Плотно прикрыв за собою дверь, Сосо из кожаного, с ремнями и застежками, портфеля достал множество простых канцелярских папок и по одной стал передавать мне.

— Ну-ка, дорогой, переведи эту латынь.

— «Протоколы медицинского освидетельствования членов правительства». K чему тебе это? — спросил я.

— Чтобы состояние здоровья товарищей знать. По возможности не перегружать, любому замену на случай болезни, переутомления, смерти подготовить. Мы понесли большие потери в борьбе. Вот случайные люди на высокие должности и проникают, ущерб делу наносят. Мы больше не имеем на это права, Шалва.

Я просматривал карточки и давал пояснения. Но правительство у нас большое, карточек было много, и в горле у меня запершило. Я попросил пить. Сосо, выходя, открыл дверь, стала слышна брань. Сосо крикнул негнущимся голосом и вернулся с кувшином и стаканами.

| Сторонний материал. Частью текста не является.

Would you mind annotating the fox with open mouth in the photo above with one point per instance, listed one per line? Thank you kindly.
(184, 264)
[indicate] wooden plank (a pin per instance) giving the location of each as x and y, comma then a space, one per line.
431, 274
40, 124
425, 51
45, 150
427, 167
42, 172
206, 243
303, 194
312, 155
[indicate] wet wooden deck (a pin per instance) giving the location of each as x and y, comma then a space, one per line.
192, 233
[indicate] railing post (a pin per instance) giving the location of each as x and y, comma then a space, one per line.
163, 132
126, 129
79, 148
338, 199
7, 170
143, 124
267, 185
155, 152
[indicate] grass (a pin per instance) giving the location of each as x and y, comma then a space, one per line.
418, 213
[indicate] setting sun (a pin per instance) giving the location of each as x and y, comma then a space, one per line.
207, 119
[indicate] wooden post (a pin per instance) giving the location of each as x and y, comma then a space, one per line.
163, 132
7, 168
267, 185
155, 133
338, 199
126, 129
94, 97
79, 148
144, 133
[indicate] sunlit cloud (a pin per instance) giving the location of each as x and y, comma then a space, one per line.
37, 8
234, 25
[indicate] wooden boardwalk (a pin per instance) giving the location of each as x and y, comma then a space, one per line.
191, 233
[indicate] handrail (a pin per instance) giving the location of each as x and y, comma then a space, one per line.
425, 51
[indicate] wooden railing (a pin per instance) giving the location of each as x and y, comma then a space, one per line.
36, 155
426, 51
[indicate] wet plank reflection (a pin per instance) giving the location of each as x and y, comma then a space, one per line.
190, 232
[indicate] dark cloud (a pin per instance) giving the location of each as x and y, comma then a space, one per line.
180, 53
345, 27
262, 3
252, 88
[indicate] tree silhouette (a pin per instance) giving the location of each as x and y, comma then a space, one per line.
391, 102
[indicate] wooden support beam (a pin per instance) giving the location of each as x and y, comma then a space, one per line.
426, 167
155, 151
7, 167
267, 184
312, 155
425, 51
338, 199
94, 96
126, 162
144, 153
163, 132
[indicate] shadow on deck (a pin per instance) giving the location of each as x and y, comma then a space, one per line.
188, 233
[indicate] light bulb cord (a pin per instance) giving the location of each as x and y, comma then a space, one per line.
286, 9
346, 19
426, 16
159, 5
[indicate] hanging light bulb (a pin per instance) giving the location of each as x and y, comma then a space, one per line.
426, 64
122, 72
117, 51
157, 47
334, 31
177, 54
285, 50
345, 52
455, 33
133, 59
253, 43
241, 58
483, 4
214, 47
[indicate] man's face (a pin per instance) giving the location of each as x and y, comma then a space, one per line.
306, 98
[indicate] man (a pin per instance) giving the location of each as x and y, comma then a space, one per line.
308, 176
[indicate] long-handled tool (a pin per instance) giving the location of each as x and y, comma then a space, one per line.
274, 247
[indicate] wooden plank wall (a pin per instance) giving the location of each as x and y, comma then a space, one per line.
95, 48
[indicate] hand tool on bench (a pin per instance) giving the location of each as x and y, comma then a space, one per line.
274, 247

— Значит, Дзержинский был предрасположен, говоришь? Ай-яй, такой человек был! Я его вместо себя хотел рекомендовать, если со мной что… А военные — никто не предрасположен, да? Хорошо задуманы военные… Или потому и военные? А как там Сталин?

— Не хуже военных.

Он отошел к окну, выглянул на пустую полуденную улицу, повернулся ко мне. Лица его против света я не видел.

— Жарко, да? Нехорошо, Шалва, теряешь доверие…

Я рассердился.

— Ты ставишь меня в дурацкое положение. Я могу обсуждать с тобой анамнез других, но не твой. Существует врачебная этика, она требует не пугать больного даже в диагнозах, тем паче в предположениях. Владимир Михайлович своим особым мнением лишь констатировал твою принадлежность к параноидному типу. Но это — типологическая характеристика, а не диагноз. И почему эти вопросы ты задаешь мне? Почему не задал их Владимиру Михайловичу? (Тут подозрение охватило меня. — А на похороны ты едешь?

— Как? — изумился он. — Бехтерев умер? Да он только вот меня смотрел!

Я гипнотизирую, верно. Но и поддаюсь гипнозу. Такая мастерская игра, такая интонация…

Потом я узнал обстоятельства смерти Владимира Михайловича и подлинную причину: отравление ядом.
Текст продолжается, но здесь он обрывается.